Madvillain – Madvillainy (2004)
Madvillainy sounded like The Beatnuts on acid, which turned out to be a great thing. How revolutionary is an album that has no commercial aspirations? Only one song hits the four-minute mark. Calling the rhymes esoteric is putting it nicely. Still Madvllainy is an example of the decade’s best trend in hip-hop—the collaborative album. Madlib and MF Doom played well together while staying true to themselves and their fanbases. They also created an underground classic that continues to bubble up toward the mainstream consciousness.
Erykah Badu – Mama’s Gun (2000)
R&B has taken a couple of decades off, but one of the few bright spots has been Erykah Badu. Mama’s Gun is an example of an artist truly finding her voice. On Mama’s Gun, women are strong and vulnerable. They’re imperfect yet powerful. Badu provides a counterpoint to oversexed R&B video chick; that of a wise and feminine woman who knows her power. She’s self-deprecating to show her humanity and that humanity is what makes Mama’s Gun stand out.

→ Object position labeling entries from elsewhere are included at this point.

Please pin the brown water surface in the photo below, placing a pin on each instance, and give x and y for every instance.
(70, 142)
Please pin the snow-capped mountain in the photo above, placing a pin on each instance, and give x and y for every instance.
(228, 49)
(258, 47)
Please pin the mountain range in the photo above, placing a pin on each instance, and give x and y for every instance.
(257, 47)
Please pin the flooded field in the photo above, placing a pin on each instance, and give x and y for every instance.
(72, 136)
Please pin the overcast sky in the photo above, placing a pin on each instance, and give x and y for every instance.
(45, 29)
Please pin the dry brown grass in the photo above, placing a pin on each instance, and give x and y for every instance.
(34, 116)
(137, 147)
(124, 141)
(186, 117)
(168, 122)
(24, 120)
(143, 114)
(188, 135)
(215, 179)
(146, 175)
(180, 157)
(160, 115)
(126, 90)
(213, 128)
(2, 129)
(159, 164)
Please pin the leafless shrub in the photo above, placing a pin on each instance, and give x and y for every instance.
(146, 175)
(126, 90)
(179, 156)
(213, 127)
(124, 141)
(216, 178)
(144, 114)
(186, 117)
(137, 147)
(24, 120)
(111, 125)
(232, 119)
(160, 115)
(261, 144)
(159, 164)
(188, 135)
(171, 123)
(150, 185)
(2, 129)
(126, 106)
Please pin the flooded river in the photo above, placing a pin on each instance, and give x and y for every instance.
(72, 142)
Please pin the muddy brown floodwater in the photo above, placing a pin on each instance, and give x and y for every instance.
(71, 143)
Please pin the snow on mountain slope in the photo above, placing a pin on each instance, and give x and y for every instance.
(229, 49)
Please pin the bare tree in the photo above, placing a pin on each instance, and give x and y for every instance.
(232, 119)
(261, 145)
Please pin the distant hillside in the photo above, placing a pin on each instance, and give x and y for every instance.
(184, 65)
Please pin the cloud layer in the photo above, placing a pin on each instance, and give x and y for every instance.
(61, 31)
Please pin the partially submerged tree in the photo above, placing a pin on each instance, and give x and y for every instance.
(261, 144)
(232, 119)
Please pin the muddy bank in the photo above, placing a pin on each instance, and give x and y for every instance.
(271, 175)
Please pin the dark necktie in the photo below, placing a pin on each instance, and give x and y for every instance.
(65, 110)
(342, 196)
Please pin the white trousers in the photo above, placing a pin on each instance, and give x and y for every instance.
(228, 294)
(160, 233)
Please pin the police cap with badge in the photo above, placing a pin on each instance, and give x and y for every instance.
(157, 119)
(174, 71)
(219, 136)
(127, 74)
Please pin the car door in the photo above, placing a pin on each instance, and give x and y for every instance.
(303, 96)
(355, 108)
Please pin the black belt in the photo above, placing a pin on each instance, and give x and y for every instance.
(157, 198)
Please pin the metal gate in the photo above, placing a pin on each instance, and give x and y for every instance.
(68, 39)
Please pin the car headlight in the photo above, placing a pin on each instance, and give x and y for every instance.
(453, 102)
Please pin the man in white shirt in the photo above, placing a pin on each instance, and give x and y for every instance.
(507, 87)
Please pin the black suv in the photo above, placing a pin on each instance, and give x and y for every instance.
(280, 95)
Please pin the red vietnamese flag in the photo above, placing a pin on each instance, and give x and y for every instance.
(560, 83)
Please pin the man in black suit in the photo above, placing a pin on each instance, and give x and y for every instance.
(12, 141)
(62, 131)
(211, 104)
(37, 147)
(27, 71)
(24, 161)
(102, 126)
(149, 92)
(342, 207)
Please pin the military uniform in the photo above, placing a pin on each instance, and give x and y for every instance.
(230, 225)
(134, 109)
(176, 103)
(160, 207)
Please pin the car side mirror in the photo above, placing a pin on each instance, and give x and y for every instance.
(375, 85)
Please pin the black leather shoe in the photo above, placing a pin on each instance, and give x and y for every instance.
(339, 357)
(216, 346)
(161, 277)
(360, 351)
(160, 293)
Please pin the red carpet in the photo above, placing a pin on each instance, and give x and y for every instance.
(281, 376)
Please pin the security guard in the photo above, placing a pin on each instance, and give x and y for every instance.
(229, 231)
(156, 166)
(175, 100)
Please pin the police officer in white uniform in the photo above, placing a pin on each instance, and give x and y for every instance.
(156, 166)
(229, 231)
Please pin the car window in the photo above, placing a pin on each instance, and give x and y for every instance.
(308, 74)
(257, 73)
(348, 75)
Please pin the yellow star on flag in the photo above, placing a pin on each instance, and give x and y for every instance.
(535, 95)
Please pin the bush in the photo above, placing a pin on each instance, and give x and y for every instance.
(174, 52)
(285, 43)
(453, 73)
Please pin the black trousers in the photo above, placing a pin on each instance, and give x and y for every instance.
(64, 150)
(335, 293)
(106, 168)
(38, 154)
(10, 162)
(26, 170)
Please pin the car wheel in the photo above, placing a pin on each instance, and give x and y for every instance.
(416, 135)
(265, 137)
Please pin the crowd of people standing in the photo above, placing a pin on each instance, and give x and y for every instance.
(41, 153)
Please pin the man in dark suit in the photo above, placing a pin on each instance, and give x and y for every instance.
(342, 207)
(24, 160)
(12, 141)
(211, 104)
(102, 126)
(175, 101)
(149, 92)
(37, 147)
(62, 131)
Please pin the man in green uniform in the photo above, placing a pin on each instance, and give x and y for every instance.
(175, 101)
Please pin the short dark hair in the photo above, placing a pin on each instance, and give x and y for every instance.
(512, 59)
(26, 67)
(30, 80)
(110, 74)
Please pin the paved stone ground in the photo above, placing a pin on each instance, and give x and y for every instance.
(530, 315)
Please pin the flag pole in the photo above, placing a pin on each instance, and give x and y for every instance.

Iron & Wine – The Shepherd’s Dog (2007)
As Sam Beam exemplifies on The Shepherd’s Dog, growth can be a good thing. Which isn’t to say that Iron & Wine’s previous albums weren’t great, but the sonic layers that Beam added on The Shepherd’s Dog are what make the album great. He maintains hushed whisper delivery while still cranking things up to “11” (ok, so it’s actually “7”). His songwriting remains as sharp as ever, but his compositions grew exponentially. Seriously, anyone who doesn’t love “Boy with a Coin” is either dead or deaf.
Bloc Party – Silent Alarm (2005)
Silent Alarm is a thrilling album that bustles with the energy of youth. While stateside indie rockers were whiney, indifferent or into glam, across the pond Bloc Party sounded angry and scared enough to change the world. There are few things as powerful as Kele Okereke’s voice; you can feel his anger and frustration in “Like Eating Glass” and his raw vulnerability in “Blue Light”. In a better world, Bloc Party would have provided the soundtrack to the youth rebellion that should have happened during Bush’s second term.
The Avalanches – Since I Left You (2000)
Since I Left You is a masterpiece of piecemeal. Remember before stereos were digital and you had to use a knob to tune to a radio station? Since I Left You sounds like someone spinning that knob back and forth. But in a good way. The album contains over 3500 samples, yet feels intricately put-together. This album is an album that you can listen to while clutching your headphones to dissect every track. It’s also an album you can have on as background music when you host a gathering. You can literally lose yourself for an hour in this album.
Interpol – Turn on the Bright Lights (2002)
Interpol made mope seem cool and almost fun. Despite being derivative, Turn on the Bright Lights felt refreshing. Sure, more often than not the lyrics could be nonsensical, but it wasn’t about coherency, it was about the evocative nature of the music. Turn on the Bright Lights made you want to be a New York hipster and wear a suit with a skinny tie.
D’Angelo – Voodoo (2000)
This album is so great that its lack of connection to an audience caused D’Angelo to withdraw from public life. People who expected a sequel to Brown Sugar were disappointed. But people who accepted that D’Angelo was a growing artist coming into his own were overjoyed by Voodoo. With songs much more freeflowing and looser in structure, Voodoo felt like an album from an artist who was finding his voice. Voodoo should have been the blueprint for a genre devoid of creativity instead of being remembered for the naked video of a song that’s far from the album’s strongest.